These days, I get a ton of questions about what it means to do knowledge management, and how to hire knowledge managers. People often stuff so many responsibilities into the JD of your average knowledge manager that it's almost impossible to get someone who can do it all.
I find that credentials on paper only help me so much. In a Knowledge Manager, I'm looking for someone with really strong skills in critical thinking, synthesis, and problem solving who is willing to take a customer-service oriented approach. I've more or less figured out what to look for in people that I work with regularly to see who'd be a good fit.
Curiosity: People have to want to find out more, and always be looking for new information that they can apply to problems.

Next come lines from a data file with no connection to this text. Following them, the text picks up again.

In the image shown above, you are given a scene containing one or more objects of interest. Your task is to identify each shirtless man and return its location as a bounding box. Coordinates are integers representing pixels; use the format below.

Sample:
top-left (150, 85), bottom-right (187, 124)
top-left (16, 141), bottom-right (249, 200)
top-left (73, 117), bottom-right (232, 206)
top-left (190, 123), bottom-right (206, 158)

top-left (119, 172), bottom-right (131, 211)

Look for people whose reflex is to ask “Who else has done something like this?”, “How did it work?” or “How can I learn more?” Those people are more likely to start building on strengths and existing ideas, rather than re-inventing the wheel.
Sociability: A key part of knowledge management is the network of people we exist in. Being able to tap into what they know, and share what we know with others who need it is critical to making KM systems work. Look for people who want to share ideas. The ones who ask “who else needs to know about this?” are a good place to start.
Citizenship: A lot of people think they’re trading off between KM and “real work”. The return on often comes outside of the team who generates the original idea, so there’s not always an incentive to take the time. But we all need information from others to do our jobs. Everyone needs to be putting what they’ve learned into the learning universe of the organization (this is where a well ordered platform is critical) so that everyone benefits. An attitude of organizational citizenship helps tremendously here.
Adaptiveness: Having information doesn’t do us much good if we don’t act on it. Look for people are willing to make changes based on new information. “What does this mean for my work?”, “How can I do this better?”, and “What do we change?” are the kinds of questions to look for.
But how do you identify those skills in an interview? I've started giving people writing tests where they take an evaluation and boil it down to an executive summary, key tags, and a list of audiences they would share it with. I've found that people who interview really well often struggle with this task, so it helps me winnow out candidates who don't have a good sense of audiences and priorties. But I'm anxious to hear other people's suggestions. What do you do to get the very best knowledge managers?